Gut Bacteria and Addiction

In a study which was recently published in the journal PNAS, Bäckhed and his colleagues from Belgium and Sweden analyzed the intestinal bacteria composition of 60 alcoholics who had equal use of alcohol. After the participants had spent 19 days in rehab it became apparent to the scientists that there was a big difference in how well the participants recovered: their well-being and risk of relapse was connected to their gut flora.

26 out of the 60 alcoholics suffered from leaky gut syndrome and generally had a low amount of intestinal bacteria. Leaky gut syndrome is linked to inflammation of the gut and diseases like Crohn disease. After 19 days without alcohol the 26 test subjects still scored high on tests that measured depression, anxiety, and alcohol cravings. There was in fact not much difference from before they went to rehab.

In comparison, the remaining 34 subjects with normal gut flora were recovering much better, scoring low on depression, anxiety, and alcohol cravings. In fact, their scores decreased to levels comparable with the control group who didn’t have a drinking problem. On the basis of these results the scientists concluded that intestinal flora is connected to the likelihood of relapse after sobering up in rehab.

When your gut is healthy, the lines of communication between your gut and brain will function properly. Adequate serotonin is produced, proper nutrients are synthesized, and you’ll feel energized, calm, and experience an overall greater sense of well being.

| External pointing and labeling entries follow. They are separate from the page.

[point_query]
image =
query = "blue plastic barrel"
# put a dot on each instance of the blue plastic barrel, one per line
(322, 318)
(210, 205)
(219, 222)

How To Improve Gut-Brain Function

  • Diet – A diet rich in whole foods, vegetables, and fruits help cultivate a healthy gut environment. Adding fermented foods like kimchi, pickles, sauerkraut, apple cider vinegar, kefir, Kombucha (has a trace amount of alcohol, however) and tempeh add helpful bacteria. The elimination of processed foods also keeps inflammation at bay.
  • Supplements  – Taking probiotics, specifically strands of good bacteria like bifidobacterium and lactobacillus. These keep pathogenic bacteria low. When good bacteria is in place it interacts with hormone levels, helping turn off cortisol and adrenaline which can cause long-term harm to the body.
  • Relaxation – Emotions play a huge role in gut health. One’s ability to calmly attend to the stresses of life creates a peaceful body. Meditation, breath work and simply making time to relax can do a world of good for one’s overall well-being.
  • Avoid Antibiotics Whenever Possible and increase intake of probiotics if they are necessary.